Mayor Dynamite

Greg Nickels got Northgate development unstuck by blowing up the entrenched sides. But is that the best way to make friends? Or to clear icy streets?
Greg Nickels got Northgate development unstuck by blowing up the entrenched sides. But is that the best way to make friends? Or to clear icy streets?

Eric Pryne of The Seattle Times has a good story about the long saga of Northgate in its quest to become an urban center, not just a giant shopping mall. Fifteen years after the battle was joined, about 700 apartments and condos are finally under construction.

The story is revealing about Seattle's glacial politics — a familiar theme — and also about Mayor Greg Nickels' style of leadership. That may be more of an issue after the snowstorm of the past week revived public interest in having a different mayor in 2009 (when Nickels will be seeking his third term).

Nickels has explained his style as "inserting a stick of dynamite" into major impasses that have dragged on for years, and "then putting the pieces together again in a better way." That he did in the Northgate situation, which had become a standoff between neighbors who feared more traffic and used the daylighting of Thornton Creek, running from Northgate to Lake Washington, as a blocking tactic. Former Mayor Paul Schell refused to endorse the expensive creek program as a way to bring back some salmon runs, and that helped tip the Sierra Club endorsement away from him to challenger Nickels. The new mayor inserted his stick of dynamite and by 2004 some agreements were reached, in part due to some shrewd brokering by the City Council.

That meant the 1993 goal of 3,000 new housing units in the transit-friendly Northgate could make some progress. (Only 200 units had been built until recently.) But now that the developers are finally cleared for action, the economy has dampened their enthusiasm. And more battles loom with the neighbors, who want the new projects to prove themselves before allowing wholesale redevelopment.

The Northgate saga is indicative of the problems of densification in Seattle. The area is about as ideal for infill as you can imagine: transit lines, Seattle Community College nearby, all those shops and cinemas, big parking lots for redeveloping into residential complexes. But it's still block-by-block guerrilla politics, mostly because the nearby neighborhoods are resistant to more traffic. Infill remains a great idea in the abstract, but a bloody flag to those living next door.

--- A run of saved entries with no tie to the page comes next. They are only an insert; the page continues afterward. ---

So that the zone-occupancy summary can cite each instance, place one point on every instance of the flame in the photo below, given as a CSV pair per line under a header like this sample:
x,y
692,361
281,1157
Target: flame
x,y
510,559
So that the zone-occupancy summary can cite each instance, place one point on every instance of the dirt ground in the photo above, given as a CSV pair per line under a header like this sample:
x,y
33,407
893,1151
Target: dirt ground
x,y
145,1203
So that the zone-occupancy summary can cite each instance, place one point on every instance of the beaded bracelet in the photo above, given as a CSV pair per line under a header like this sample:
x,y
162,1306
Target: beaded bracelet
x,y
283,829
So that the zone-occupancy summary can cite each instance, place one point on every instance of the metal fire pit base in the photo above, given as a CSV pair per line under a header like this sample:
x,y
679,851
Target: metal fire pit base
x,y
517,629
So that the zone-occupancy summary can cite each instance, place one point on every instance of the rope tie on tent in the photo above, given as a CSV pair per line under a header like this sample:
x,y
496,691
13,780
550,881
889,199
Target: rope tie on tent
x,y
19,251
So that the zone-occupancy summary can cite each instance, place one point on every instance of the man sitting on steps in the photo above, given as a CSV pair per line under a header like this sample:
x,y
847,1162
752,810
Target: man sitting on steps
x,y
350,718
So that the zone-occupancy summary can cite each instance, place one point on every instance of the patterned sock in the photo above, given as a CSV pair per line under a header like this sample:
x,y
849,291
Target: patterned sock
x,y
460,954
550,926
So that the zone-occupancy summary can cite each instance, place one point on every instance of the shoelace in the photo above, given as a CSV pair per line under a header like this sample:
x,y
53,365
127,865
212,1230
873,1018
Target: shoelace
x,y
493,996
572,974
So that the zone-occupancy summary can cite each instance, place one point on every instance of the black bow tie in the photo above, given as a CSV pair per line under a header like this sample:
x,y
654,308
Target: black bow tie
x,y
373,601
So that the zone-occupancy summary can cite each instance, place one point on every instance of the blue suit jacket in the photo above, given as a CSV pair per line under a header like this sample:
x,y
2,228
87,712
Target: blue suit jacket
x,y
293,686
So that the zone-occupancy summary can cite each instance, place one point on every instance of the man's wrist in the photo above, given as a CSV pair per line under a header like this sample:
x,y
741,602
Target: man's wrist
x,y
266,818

One political paradox is that Mayor Nickels seems courageous in busting up logjams at Northgate, at South Lake Union, in the University District, but oddly passive about sluggish performance in clearing snow-clogged streets or gang-clogged streetcorners. Can he be as tough on his bureaucracy as he can be on neighborhood activists? He's been in government his whole work life, which can lead to a reflexive instinct to defend it and scowl at citizen complainers.

There's still no sign of a serious challenger to Nickels next fall. But anger over the week of ice might produce a political dynamic that could reward a candidate who is more snow-shovel-ready, and more sympathetic to the ordinary citizens getting wary of rapid growth. My fearless prediction for 2009: a serious challenger will get into the race at the last minute, riding a media wave by the surprise entrance and the chance to criticize the unpopular (but still Teflon-coated) Mayor Dynamite.